Шрифт:
Закладка:
Земля, свет, чистая, невозмущенная вода, камень, куст, плющ, огонь, чья-то лампа, безвестный голос в ночи, боги дома и сада живут у Бонфуа своей жизнью и вместе с тем – неотрывны от странноприимно и участливо (но никогда не отстраненно, не созерцательно) открытого на них глаза, удерживающей и гладящей их разом руки в бороздках прожитого. Способом быть рядом они напоминают не столько о стихиях досократиков (как в стихах и афоризмах укоренившего Хайдеггера во Франции Рене Шара), сколько о яблоках, цветах и складках гор у Сезанна, о предметности «Новых стихотворений» Рильке, о символе-утвари и слове-Психее у Мандельштама…
Дороги, среди
Вещества деревьев.

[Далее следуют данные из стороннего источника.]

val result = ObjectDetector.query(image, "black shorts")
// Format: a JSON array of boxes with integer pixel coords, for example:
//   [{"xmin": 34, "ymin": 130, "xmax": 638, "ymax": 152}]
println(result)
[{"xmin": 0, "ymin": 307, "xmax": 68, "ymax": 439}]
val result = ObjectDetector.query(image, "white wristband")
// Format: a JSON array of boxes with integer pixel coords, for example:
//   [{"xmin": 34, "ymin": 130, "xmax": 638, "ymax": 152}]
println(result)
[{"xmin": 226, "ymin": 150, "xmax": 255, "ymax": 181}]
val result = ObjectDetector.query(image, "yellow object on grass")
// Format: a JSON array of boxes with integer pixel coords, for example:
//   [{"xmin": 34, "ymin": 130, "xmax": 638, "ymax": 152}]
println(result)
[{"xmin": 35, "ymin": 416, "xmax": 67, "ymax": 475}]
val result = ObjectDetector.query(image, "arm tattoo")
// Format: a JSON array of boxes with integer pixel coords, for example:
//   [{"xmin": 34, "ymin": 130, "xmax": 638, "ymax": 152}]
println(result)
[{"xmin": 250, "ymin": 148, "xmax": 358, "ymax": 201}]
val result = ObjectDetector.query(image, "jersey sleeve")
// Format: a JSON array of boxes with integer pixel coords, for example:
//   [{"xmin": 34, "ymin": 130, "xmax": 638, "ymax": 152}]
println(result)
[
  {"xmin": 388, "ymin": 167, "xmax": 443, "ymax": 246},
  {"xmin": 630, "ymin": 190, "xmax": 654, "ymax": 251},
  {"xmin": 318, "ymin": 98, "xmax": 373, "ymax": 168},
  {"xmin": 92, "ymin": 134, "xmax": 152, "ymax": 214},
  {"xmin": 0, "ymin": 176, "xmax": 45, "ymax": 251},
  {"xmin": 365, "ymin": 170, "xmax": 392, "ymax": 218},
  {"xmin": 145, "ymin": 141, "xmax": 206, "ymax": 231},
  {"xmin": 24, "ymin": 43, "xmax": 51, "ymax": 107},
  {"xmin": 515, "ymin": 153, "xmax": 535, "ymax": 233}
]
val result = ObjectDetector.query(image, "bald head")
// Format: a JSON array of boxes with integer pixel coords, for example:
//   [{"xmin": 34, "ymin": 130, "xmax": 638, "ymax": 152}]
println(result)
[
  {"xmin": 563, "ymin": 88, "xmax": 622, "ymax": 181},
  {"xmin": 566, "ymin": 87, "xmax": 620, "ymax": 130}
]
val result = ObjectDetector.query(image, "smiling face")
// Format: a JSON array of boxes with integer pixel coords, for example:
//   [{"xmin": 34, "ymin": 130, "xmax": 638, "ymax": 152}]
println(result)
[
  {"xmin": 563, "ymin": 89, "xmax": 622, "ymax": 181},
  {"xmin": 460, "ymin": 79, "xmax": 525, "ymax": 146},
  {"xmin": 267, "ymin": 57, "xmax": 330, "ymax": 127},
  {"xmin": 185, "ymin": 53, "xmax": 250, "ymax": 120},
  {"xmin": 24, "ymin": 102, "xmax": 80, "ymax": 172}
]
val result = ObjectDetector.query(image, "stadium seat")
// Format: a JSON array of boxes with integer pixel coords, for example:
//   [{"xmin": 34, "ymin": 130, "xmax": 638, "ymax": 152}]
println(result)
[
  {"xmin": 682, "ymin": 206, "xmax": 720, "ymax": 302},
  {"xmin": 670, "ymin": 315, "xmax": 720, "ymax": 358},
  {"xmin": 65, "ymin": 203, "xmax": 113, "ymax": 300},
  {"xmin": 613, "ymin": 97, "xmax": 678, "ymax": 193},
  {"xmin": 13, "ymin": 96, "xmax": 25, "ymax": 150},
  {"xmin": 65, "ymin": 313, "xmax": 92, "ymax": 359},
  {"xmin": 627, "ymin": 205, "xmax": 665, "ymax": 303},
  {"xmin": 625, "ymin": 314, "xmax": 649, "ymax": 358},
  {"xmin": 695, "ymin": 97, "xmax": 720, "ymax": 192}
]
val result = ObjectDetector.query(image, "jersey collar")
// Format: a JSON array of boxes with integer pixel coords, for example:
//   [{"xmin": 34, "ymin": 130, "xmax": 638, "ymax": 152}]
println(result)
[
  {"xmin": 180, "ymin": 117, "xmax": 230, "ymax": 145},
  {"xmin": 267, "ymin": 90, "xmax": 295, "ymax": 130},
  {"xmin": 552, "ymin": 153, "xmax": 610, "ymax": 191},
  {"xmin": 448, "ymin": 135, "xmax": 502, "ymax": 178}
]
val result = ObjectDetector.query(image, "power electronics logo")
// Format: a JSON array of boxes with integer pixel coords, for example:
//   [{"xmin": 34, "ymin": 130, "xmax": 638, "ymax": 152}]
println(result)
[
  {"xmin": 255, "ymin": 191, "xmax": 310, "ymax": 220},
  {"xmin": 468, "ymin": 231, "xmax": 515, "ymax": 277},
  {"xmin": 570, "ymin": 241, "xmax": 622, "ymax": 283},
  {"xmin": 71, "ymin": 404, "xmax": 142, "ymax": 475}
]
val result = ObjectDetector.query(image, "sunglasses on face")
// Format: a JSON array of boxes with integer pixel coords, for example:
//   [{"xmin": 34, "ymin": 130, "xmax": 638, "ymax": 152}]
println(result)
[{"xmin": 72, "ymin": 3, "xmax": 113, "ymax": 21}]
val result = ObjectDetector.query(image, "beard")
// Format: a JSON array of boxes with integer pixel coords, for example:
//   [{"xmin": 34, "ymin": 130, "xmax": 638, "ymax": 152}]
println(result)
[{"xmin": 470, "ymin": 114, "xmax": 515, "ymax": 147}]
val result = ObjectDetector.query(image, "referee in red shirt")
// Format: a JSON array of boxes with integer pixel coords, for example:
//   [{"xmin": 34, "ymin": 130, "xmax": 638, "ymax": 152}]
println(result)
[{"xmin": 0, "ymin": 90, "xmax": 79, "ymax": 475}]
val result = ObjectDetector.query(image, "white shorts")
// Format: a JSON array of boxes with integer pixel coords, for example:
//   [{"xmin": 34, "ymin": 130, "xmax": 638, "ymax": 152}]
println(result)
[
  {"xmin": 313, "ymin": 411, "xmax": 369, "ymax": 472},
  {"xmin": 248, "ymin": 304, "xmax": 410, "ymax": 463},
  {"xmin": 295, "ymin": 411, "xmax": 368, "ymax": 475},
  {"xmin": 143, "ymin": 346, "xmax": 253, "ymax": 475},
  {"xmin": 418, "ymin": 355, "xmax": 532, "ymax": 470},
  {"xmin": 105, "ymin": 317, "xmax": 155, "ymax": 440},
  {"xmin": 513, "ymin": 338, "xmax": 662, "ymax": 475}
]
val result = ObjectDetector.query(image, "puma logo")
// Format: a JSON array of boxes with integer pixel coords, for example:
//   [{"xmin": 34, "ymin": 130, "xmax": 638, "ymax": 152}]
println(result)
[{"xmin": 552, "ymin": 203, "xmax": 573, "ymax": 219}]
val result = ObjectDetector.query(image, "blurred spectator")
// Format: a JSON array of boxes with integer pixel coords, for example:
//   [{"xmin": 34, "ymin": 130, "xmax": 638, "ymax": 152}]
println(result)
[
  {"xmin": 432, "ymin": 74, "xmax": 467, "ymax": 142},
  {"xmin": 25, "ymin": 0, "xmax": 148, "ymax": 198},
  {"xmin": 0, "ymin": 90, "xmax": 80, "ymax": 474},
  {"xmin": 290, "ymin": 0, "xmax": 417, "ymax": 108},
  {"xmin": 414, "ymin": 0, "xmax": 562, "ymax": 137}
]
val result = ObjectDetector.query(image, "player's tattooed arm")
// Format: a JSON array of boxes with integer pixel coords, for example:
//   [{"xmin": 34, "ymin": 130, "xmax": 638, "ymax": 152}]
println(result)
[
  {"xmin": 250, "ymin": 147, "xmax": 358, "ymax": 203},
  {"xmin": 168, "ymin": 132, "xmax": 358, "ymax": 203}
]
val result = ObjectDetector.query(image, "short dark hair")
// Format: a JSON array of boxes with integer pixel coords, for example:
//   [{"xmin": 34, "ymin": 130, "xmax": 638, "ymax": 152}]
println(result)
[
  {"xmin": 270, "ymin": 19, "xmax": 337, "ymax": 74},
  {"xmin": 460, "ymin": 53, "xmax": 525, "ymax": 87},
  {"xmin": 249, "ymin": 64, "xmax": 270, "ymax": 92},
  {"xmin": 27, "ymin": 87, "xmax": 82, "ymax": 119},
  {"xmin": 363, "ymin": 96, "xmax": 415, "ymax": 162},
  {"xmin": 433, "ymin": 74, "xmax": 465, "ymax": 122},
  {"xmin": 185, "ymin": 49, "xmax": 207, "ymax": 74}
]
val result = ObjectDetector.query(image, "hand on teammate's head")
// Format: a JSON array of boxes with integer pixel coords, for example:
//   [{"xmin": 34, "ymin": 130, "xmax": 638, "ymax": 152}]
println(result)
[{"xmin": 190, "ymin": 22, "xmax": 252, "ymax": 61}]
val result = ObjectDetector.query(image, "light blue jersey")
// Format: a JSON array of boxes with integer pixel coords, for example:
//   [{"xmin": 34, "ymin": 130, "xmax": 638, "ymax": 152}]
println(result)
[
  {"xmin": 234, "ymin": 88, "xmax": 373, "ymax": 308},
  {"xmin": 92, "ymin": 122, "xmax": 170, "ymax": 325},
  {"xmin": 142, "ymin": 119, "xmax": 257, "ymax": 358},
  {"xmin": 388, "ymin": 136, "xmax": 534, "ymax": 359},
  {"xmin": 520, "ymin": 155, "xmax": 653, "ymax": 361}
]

Боги, среди
Пучков неустанной песни птиц.
И вся твоя кровь стоит сводом под
грезящей рукой,
О близкая моя, о весь мой день.
Все они вошли в слово, этим живы и равны, а потому не поглощают и не застят один другого, но повторяют его, переходят друг в друга. И человек в строках Бонфуа готов скорее развеяться и уступить место иному, чем выпятить себя, его тесня или заслоняя. Одно здесь, я бы сказал, обрисовывается отсутствием другого, оно – как бы его воздушная выемка, световой контррельеф, «тень, от надежды // упавшая на исток».
Бог, которого нет, положи на плечо
нам руку,
Очерти наши тела бременем твоего
возвращенья,
С нашими душами до конца смешай
эти звезды,
Эти леса, эти крики птиц, эти тени
и дни.
Отсюда – понимание слова у Бонфуа. Выручающее мир, оно не вправе его замещать, затмевать. Вещь в поэзии неотступно подстерегаема слепым «черным пятном» образа. Но поэт, по Бонфуа, не Нарцисс, снова и снова обнаруживающий в зеркально-закрытом мире лишь самого себя (опять-таки готового и понятного?). Нет ничего дальше от Бонфуа, чем эстетика чеканной завершенности, герметичного шедевра, вообще жреческий артистизм с его перенапряжением риторических бицепсов и шифрованными трюками для посвященных. Никакой эзотерики в нем нет, и не в «красоте» тут дело (хотя за его строками, словно в записных книжках старых мастеров, то и дело угадываешь наброски или обломки какой-то невозможной, нестерпимой красоты). Стихи Бонфуа, как, пожалуй, и все лучшее в новейшей поэзии, живут голосом, живым присутствием сейчас произносимого и здесь, на глазах, творящего слова. Передать такую языковую повадку, сохранить смиренную прозрачность речи вместе с неокончательностью, недеспотизмом наводимого (и проводимого) ею смысла – задача редкой трудности.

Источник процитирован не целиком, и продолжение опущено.